My sisters often send me photos of my mother’s grave after they add new flowers.
I appreciate the fact that my sisters are tending Mom’s grave, but I hate those pictures, and I haven’t found a way to tell Jane and Margaret my feelings until now.
See, I don’t want to remember my mother by visiting her grave. Yes, we picked a lovely spot in Port Salerno with a view of the water. Yes, it’s an Episcopal church’s graveyard, which would have pleased her. True, my sisters did a wonderful job of designing Mom’s stone, including the ascending dove image, one just like the one she always wore on a silver chain.
But that’s not where my mother is. That piece of ground has little–or nothing!–to do with Mom, and certainly it’s not how I choose to remember her.

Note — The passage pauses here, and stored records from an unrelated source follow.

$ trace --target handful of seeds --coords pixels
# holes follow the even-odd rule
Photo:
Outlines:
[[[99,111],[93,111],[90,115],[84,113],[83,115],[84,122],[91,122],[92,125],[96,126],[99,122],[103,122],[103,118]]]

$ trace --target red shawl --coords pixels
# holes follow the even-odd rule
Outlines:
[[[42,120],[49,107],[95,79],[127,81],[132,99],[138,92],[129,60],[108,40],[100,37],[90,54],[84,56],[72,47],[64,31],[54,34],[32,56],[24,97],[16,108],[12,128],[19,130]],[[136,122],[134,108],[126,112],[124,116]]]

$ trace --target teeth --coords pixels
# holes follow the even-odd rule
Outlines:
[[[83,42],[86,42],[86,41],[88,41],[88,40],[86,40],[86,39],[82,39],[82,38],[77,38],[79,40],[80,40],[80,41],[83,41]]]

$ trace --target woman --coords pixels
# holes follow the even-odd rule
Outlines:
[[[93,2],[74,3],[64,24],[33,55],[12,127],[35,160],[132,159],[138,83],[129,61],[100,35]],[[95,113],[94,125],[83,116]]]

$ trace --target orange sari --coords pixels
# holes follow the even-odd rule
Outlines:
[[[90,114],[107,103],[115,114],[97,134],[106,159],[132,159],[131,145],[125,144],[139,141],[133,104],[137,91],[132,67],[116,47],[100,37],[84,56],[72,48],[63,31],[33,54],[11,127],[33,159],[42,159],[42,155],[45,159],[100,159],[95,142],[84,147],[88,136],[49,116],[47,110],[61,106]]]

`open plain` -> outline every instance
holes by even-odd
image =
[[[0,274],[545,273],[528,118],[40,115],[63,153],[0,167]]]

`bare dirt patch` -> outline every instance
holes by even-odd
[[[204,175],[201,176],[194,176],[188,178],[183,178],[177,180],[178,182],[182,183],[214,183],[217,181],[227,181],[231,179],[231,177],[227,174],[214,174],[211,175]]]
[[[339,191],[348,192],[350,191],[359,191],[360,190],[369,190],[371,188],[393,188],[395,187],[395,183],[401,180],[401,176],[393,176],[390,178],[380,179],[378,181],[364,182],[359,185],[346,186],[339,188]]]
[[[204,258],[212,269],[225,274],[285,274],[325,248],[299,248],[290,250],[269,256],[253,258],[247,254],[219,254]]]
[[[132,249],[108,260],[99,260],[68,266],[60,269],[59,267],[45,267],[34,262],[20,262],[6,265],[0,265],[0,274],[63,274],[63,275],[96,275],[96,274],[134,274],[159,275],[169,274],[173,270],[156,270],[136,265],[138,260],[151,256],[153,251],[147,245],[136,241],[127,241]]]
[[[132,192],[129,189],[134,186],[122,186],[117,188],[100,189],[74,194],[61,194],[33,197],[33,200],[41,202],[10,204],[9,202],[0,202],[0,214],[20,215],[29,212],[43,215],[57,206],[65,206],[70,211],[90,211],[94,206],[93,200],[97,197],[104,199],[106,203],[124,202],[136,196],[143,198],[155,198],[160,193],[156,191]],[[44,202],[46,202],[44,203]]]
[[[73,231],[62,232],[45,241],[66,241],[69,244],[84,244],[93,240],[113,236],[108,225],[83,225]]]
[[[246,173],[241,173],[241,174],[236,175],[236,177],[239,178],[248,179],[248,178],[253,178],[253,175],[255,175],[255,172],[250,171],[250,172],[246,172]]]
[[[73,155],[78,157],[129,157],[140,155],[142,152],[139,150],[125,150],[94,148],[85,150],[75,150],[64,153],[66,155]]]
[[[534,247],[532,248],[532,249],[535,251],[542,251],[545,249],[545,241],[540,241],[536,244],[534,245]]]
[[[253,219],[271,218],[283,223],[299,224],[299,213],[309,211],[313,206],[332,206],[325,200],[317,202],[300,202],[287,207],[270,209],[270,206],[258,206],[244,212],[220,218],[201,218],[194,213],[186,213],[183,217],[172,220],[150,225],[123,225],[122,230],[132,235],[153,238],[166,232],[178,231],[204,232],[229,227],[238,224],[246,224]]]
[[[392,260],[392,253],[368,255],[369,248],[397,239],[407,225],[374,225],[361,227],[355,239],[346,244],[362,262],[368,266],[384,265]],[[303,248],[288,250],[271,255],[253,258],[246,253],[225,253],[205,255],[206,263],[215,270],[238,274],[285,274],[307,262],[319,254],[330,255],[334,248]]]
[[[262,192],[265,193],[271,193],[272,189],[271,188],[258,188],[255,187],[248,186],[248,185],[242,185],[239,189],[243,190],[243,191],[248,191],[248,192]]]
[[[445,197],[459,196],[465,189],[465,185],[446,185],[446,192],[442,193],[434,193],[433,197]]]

When I want to remember my mother, I dance.
My mother was a ballerina who danced with the New York City Ballet, and the Atlanta Civic Ballet. She taught ballet all the years we lived in Vincennes, Indiana. My earliest memory is of her lifting up and over the broken glass in the door to her studio in Jacksonville, Florida. She’d locked herself out and to gain entrance she’d broken the back window. I guess she must have been desperate to get in because she was expecting to teach a class. That’s all I can figure, given the rearview window distortion of memory.
So when I think of Mom, I don’t think of a static plot of grass. I think of her physical grace. I think of how triumphant she looked after completing a series of demanding fouette turns and how she often spoke choreography out loud when listening to music. I see the beautiful lines of her arms, the quicksilver way she translated music into rhythm, and the longing she carried with her, a longing that found its expression in dance.
When I miss my mother, I don’t visit the graveyard. Instead, I dance. As I turn and twirl and leap, I “talk” to Mom. “See? You aren’t dead. You live in me!” I tell her this to reassure her; she was very frightened of dying.
I remind her how she lives on. Because that’s the essence of parenthood, that knowledge that we will go on, that we will live on in some small part because we were brave enough to have a child. And so she does. She lives in me, and she is most alive, and she is eternal when I am dancing.
This Mother’s Day, I challenge you to think of how your mother lives on. And instead of visiting a graveyard, I hope you choose to honor your mother in some activity that proves her love is eternal.